The election is over, and now the work begins to heal from the hurt. I’m not referring to a nation, I am speaking exclusively about my own challenges with those in my life, who knowing everything I have been through, still supported a hate filled, sadistic man.
To look at the truth which surrounded every part of who he is and deny it, to ignore clear and consistent signs that this individual abuses power, to look away and not just make excuses but feed into his impunity to treat others as little more than pawns in his game, to dismiss his heartlessness leaves me feeling battered and re-victimized.
For most it was an election. For me, it was everything I had lived with on a daily basis in my marriage, in my face again; front and center for the last eighteen months. Every day, it felt hauntingly familiar and personal. He was not someone running for office, he was someone I knew intimately.
The name calling, the mocking, the verbal attacks, the sexual assaults, the victim blaming, the entitled belief system, considering himself smarter than getting caught, bragging that he could do whatever he wants without repercussion or consequence and the actuality of that, the lies denying what he said and did despite irrefutable documentation, the bigotry, the two faced-ness, the smear campaigns; all stirred deep injuries from a past I try to leave behind every day.
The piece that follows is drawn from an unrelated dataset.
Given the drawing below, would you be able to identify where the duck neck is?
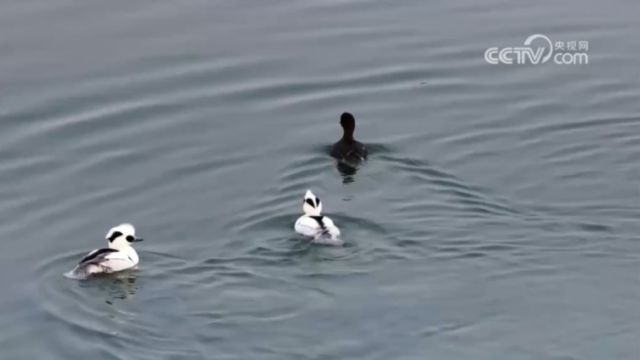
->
[342,129,356,144]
He is my husband. Any small misstep, any slip of tongue, shortcoming or change of mind brought up over, and over, and over; mercilessly thrown in my face and used as its own weapon to beat me down. Despite it all, I rose.
I am Hillary. I have fought tirelessly, trying to stay the course and not succumb to the hate being spewed at me by those I did nothing to harm. I am not perfect. I have done the best I could. I have made mistakes. I have had lapses in judgment. I’ve made decisions with the information I had. I have said the wrong things. I have behaved in ways I’ve regretted. I know contrition. I have tried to make amends. I have been held to a standard of perfection that diverts attention from the decent person I try to be.
The challenge that lies before me is how do I move forward from here to find a place for those who looked away from goodness and truth to enable someone to perpetuate hate, as happened in my own life? How do I forget the betrayal of those who continued to believe and support him, the oxygen that fed a flame and supplied a narcissist; in the face of the overwhelming evidence of who he was? How will these wounds heal over when the source, revealed, remains unchanged? Is there any going home again or has this, too, forever changed me?
He won’t simply go away if I stay off social media, or turn the news off as my therapist suggested to minimize my PTSD. He is once again in my home, poisoning everything. It is the dividing line of friendship, the new battleground in the fight for personal peace.